Las estanterías del estudio de Max, en cuyas repisas se yuxtaponen una veintena de maquetas de proyectos pasados, nos ayudan a hacer memoria. Y, sin embargo, Max describe el momento en el que actualmente se encuentra como un momento de crisis y transformación. Colaborador habitual de Sergi Belbel, Carlota Subirós, Àlex Rigola y La Veronal, entre otros, su trabajo nunca se ha desligado de la actualidad escénica. Y aunque se formó en el teatro comercial y las salas alternativas con directores que tenían una concepción clásica de la puesta en escena, los nuevos proyectos en los que se encuentra implicado, marcados por el cambio de paradigma, tanto económico como cultural, de los últimos años, le están obligando a efectuar un cierto proceso de desaprendizaje. «Curiosamente, es ahora que soy mayor”, nos dice, “que me estoy encontrando en la situación de romper estructuras.»
Nos aclara que él nunca ha tenido una metodología genérica que pudiera aplicar a cualquier proyecto sino que siempre ha entendido cada pieza como un juego para el que era preciso inventar nuevas normas.
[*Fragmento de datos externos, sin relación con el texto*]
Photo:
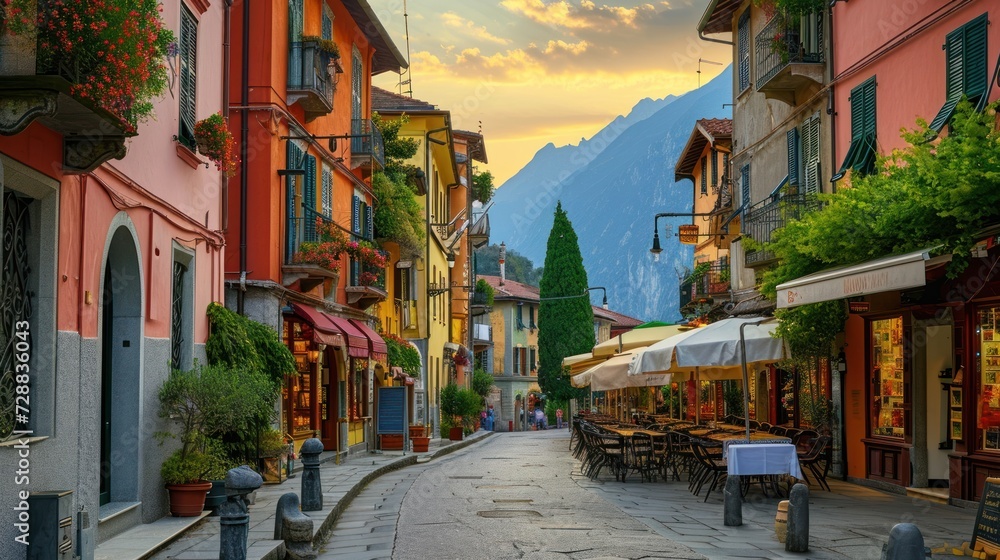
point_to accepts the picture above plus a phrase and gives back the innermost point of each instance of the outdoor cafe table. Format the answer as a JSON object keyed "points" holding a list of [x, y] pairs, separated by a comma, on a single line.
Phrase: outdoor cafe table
{"points": [[762, 459]]}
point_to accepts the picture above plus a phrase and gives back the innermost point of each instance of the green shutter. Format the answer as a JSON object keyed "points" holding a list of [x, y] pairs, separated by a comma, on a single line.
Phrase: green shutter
{"points": [[976, 65], [792, 140], [188, 55], [704, 175]]}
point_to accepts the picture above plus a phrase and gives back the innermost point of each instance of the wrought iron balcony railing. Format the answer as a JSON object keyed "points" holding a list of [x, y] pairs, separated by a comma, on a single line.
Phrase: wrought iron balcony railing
{"points": [[366, 140], [785, 41], [309, 78]]}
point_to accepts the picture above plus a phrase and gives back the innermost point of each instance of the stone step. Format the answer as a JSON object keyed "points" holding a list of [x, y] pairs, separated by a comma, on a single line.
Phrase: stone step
{"points": [[142, 541], [936, 495]]}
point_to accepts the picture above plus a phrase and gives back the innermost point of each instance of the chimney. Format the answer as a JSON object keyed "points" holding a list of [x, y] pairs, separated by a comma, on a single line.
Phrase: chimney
{"points": [[503, 256]]}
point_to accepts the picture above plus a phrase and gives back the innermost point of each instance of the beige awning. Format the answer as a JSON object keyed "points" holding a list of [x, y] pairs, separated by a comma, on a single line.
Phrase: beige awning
{"points": [[636, 338], [887, 274]]}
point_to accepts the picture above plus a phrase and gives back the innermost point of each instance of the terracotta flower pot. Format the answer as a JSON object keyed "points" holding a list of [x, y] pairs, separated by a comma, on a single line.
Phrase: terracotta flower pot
{"points": [[188, 500], [420, 444]]}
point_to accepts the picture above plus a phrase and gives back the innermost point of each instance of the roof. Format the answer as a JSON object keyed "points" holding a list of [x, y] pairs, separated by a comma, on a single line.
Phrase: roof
{"points": [[477, 147], [621, 320], [713, 132], [387, 56], [510, 289], [718, 17], [387, 101]]}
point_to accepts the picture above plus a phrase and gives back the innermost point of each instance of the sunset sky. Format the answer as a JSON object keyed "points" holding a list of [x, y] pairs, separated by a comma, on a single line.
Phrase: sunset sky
{"points": [[539, 71]]}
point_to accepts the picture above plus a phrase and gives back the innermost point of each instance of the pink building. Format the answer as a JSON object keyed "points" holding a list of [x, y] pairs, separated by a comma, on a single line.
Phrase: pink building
{"points": [[116, 253]]}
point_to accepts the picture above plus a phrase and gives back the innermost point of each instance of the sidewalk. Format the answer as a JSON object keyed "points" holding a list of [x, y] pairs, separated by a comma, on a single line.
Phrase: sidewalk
{"points": [[341, 483]]}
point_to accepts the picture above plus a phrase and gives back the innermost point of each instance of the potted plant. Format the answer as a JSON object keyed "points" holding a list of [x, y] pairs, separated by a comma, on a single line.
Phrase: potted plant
{"points": [[272, 454], [216, 143], [204, 403]]}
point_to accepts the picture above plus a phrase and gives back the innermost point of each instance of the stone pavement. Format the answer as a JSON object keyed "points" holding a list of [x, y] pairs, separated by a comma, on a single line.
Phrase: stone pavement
{"points": [[341, 484]]}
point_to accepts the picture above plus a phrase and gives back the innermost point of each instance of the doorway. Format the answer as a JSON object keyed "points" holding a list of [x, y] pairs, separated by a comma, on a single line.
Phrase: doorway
{"points": [[121, 370]]}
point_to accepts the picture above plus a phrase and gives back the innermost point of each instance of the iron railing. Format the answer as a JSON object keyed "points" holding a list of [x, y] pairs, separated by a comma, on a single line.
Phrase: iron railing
{"points": [[763, 218], [309, 71], [366, 140], [786, 40]]}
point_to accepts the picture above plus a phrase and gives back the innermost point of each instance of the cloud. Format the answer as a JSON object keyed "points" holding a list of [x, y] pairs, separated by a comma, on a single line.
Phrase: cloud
{"points": [[588, 15], [469, 27]]}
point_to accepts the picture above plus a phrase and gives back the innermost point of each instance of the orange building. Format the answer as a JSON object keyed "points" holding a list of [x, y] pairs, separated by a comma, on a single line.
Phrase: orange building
{"points": [[302, 114]]}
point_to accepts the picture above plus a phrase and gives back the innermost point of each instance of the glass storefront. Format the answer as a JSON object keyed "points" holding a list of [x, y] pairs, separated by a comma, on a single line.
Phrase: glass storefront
{"points": [[988, 361], [887, 377]]}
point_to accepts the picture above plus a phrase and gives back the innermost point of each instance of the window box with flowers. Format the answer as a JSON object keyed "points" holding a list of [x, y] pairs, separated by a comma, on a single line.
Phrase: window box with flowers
{"points": [[82, 67], [217, 144]]}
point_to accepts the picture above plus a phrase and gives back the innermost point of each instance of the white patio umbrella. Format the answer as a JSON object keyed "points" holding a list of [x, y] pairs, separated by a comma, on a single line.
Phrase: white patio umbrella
{"points": [[720, 350]]}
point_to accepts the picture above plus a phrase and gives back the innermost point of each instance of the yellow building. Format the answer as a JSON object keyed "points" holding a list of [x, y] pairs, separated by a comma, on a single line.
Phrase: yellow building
{"points": [[423, 283], [705, 161]]}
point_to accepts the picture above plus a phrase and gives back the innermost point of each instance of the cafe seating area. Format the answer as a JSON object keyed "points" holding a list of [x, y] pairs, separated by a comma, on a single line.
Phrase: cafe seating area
{"points": [[702, 454]]}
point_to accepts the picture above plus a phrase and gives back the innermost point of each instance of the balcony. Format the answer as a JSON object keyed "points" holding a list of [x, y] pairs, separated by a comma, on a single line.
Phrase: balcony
{"points": [[32, 92], [367, 148], [366, 286], [311, 83], [790, 57], [309, 275], [479, 304], [713, 282], [765, 217]]}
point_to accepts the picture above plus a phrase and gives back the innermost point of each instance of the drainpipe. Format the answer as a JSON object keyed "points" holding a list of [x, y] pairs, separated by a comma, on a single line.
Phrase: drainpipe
{"points": [[226, 38], [244, 131]]}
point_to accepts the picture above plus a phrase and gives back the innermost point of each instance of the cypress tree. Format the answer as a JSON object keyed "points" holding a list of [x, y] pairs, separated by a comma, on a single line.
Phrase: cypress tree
{"points": [[565, 318]]}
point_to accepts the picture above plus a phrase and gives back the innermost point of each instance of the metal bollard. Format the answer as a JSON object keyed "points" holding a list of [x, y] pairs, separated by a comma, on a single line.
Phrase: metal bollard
{"points": [[293, 527], [905, 543], [312, 491], [234, 520], [798, 519], [732, 507]]}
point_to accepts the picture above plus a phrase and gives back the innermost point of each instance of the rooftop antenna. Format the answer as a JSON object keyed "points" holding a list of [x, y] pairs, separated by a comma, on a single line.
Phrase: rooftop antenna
{"points": [[408, 82], [700, 60]]}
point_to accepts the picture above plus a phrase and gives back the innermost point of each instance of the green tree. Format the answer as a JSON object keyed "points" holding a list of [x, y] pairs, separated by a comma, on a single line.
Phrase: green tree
{"points": [[565, 318], [482, 186], [398, 214]]}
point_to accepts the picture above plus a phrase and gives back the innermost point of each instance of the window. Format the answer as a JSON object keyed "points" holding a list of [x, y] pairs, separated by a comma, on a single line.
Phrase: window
{"points": [[887, 377], [967, 69], [743, 50], [326, 204], [188, 54], [715, 169], [704, 175], [861, 155]]}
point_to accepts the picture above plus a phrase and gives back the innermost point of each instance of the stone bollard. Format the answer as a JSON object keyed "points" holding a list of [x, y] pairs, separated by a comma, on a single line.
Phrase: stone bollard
{"points": [[798, 519], [234, 520], [293, 527], [732, 507], [312, 490], [905, 543]]}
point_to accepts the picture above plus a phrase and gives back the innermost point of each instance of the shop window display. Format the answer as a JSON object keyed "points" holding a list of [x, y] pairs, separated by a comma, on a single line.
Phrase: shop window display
{"points": [[989, 387], [887, 377]]}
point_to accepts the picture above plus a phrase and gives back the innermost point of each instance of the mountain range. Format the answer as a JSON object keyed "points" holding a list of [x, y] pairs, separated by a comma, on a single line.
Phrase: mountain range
{"points": [[611, 185]]}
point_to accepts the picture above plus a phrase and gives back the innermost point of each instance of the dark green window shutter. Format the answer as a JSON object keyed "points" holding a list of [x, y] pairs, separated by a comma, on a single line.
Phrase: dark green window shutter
{"points": [[188, 55], [704, 175], [356, 215], [743, 49], [309, 201], [792, 139], [715, 168]]}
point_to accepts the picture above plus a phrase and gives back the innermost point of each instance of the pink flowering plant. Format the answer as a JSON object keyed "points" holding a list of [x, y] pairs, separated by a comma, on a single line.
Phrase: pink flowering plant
{"points": [[113, 51]]}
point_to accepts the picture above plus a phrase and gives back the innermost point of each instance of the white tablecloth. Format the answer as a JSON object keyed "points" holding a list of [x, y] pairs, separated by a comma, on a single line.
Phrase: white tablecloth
{"points": [[763, 458]]}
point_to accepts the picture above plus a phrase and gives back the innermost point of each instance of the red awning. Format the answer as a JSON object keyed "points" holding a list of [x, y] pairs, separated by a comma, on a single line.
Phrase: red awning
{"points": [[357, 343], [376, 344], [324, 332]]}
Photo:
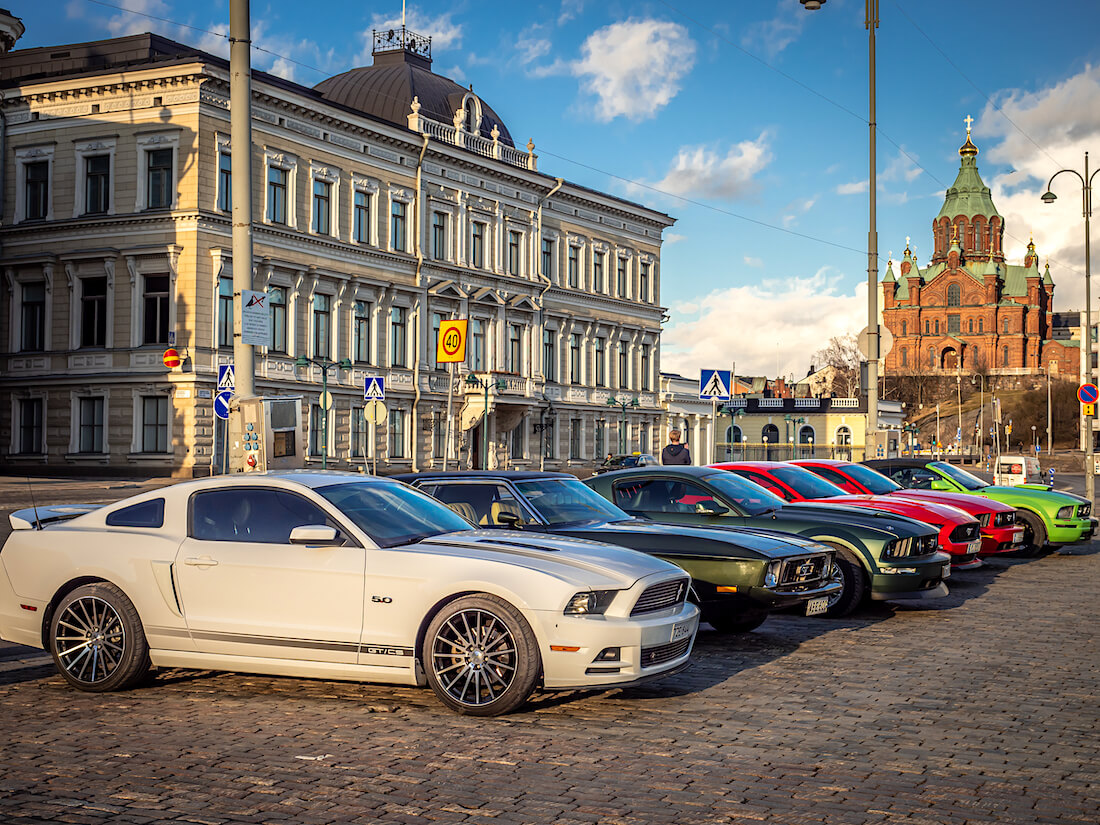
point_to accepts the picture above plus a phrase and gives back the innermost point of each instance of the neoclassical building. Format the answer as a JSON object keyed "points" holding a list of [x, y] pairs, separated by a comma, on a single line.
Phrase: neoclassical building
{"points": [[386, 199], [969, 309]]}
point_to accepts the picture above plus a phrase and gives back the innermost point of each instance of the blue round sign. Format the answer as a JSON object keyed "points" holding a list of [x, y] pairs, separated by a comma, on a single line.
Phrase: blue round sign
{"points": [[221, 404]]}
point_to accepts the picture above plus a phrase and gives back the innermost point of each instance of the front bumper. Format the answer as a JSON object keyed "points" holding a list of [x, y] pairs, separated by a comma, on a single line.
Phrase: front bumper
{"points": [[647, 648]]}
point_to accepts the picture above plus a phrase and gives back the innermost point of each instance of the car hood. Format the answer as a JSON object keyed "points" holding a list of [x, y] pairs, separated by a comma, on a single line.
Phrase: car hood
{"points": [[678, 539], [584, 563]]}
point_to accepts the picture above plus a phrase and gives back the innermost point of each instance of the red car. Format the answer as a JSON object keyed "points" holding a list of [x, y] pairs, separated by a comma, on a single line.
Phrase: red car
{"points": [[1000, 532], [959, 531]]}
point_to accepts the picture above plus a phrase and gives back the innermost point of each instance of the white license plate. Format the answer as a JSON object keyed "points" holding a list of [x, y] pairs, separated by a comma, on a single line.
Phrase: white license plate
{"points": [[681, 629]]}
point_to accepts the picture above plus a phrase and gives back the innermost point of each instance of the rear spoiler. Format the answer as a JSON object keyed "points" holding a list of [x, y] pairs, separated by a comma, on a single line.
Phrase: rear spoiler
{"points": [[36, 518]]}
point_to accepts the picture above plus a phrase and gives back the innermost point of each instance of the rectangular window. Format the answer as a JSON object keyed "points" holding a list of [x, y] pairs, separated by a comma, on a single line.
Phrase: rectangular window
{"points": [[30, 427], [397, 337], [477, 246], [155, 329], [397, 433], [224, 311], [397, 210], [94, 312], [276, 195], [224, 182], [439, 235], [154, 418], [548, 259], [361, 217], [322, 205], [513, 253], [276, 299], [90, 411], [36, 190], [322, 326], [574, 359], [361, 332], [515, 360], [476, 344], [97, 184], [158, 178], [549, 355]]}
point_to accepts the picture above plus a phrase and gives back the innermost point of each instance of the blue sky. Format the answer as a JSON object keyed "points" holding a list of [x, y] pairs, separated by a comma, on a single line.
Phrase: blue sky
{"points": [[748, 109]]}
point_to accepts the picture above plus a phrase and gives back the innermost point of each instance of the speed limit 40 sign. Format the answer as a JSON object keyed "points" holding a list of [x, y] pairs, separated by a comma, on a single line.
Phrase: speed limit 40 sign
{"points": [[452, 342]]}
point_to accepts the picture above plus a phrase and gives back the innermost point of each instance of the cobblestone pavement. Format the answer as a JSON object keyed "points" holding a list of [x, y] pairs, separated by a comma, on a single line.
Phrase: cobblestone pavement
{"points": [[977, 708]]}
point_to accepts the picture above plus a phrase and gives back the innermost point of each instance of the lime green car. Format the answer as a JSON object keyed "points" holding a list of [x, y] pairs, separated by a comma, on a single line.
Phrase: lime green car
{"points": [[1048, 517]]}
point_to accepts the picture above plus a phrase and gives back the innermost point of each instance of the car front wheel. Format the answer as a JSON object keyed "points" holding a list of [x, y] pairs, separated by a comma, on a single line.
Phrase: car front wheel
{"points": [[481, 656], [97, 639]]}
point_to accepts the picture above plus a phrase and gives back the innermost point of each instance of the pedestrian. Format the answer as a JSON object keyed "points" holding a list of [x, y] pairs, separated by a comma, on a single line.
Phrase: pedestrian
{"points": [[675, 453]]}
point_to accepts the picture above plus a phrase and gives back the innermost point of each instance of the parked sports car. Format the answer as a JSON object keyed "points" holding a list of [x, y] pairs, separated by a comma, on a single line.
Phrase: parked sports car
{"points": [[881, 556], [999, 529], [1048, 517], [959, 532], [738, 578], [334, 575]]}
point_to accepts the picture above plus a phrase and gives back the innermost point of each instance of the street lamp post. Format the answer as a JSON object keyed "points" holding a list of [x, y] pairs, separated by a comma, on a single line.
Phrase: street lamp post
{"points": [[326, 364], [613, 402], [473, 381], [870, 22], [1049, 197]]}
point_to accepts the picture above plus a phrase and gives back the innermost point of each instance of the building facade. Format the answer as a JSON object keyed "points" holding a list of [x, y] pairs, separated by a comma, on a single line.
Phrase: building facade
{"points": [[969, 309], [386, 199]]}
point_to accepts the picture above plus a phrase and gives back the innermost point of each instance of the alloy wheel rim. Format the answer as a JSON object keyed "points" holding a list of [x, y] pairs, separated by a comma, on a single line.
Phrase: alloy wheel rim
{"points": [[473, 656], [89, 639]]}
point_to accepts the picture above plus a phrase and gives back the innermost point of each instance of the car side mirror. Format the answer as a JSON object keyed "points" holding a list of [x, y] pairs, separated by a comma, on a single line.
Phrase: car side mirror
{"points": [[316, 536]]}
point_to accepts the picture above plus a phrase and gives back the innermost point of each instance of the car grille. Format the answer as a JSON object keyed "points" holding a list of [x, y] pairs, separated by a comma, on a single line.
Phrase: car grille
{"points": [[803, 571], [661, 596], [965, 532], [663, 653]]}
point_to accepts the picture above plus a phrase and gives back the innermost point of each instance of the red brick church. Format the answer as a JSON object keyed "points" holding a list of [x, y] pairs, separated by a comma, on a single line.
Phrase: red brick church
{"points": [[968, 309]]}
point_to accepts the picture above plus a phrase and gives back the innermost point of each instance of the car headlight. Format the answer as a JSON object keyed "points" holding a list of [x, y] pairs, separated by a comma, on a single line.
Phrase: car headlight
{"points": [[590, 603]]}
Esto hace que, en vez de mirar las novedades ‒técnicas y estéticas‒ con recelo, prefiera sumergirse en ellas. Este es el caso, nos dice, de las herramientas de dibujo digital y, efectivamente, podemos ver, al lado de una maqueta, un modelo de SketchUp abierto en su ordenador. «Nuestra generación se formó en una situación de extraño equilibrio entre la precariedad y el privilegio. El privilegio fue, en nuestro caso, poder acceder al mundo profesional de un modo directo. Las generaciones actuales, en cambio, han tenido que formarse exclusivamente desde dentro de la precariedad, y esto hace que sus propuestas artísticas sean más atrevidas y estimulantes. A veces tengo la sensación de que llego tarde.»
Pero tanto si diseña la escenografía para un espectáculo tradicional como La rosa tatuada de Carlota Subirós (2013) o para un montaje instalativo como Macho Man de Àlex Rigola (2018) o una pieza de danza de La Veronal como Pasionaria (2018), todos sus montajes se caracterizan por disponer de una factura impecable y una gran atención a los detalles y por constituir, en cada caso, un pequeño mundo autónomo. Estos son algunos de los rasgos de su trabajo que tenemos en mente cuando nos asegura que aún se está buscando a sí mismo como escenógrafo y que ni tan solo tiene del todo claro si el término «escenógrafo» es el mejor para definirlo: una interrogación que se acompasa con su rechazo de la idea de «método» y la curiosidad que lo lleva a dotar a cada uno de los espacios que diseña de su propia atmósfera y realidad.
Nos apetece tensar un poco más la cuerda, y le preguntamos si todas las transformaciones del hecho escénico a las que hace referencia desembocarán en la extinción de los espacios y rituales teatrales tal como los conocemos. Y si es cierto que, como decía Enrique Olmos de Íta, «los fabricantes de butacas no tienen futuro». Max nos responde rápidamente que si el ritual teatral tiene sentido para él es porque este es el espacio donde él ha llegado a reflexionar sobre la realidad (tanto como individuo como en colectivo) de un modo más intenso, y que espera que esta intensidad especial, que él vive en el proceso de investigación y ensayo, pueda reflejarse de algún modo en los espectadores; que pasen a formar parte del mismo grupo de discusión. Hay algo básico en este ritual, nos asegura, que se tiene que reinventar pero no perderse. «No tenemos que sacar las butacas del todo.»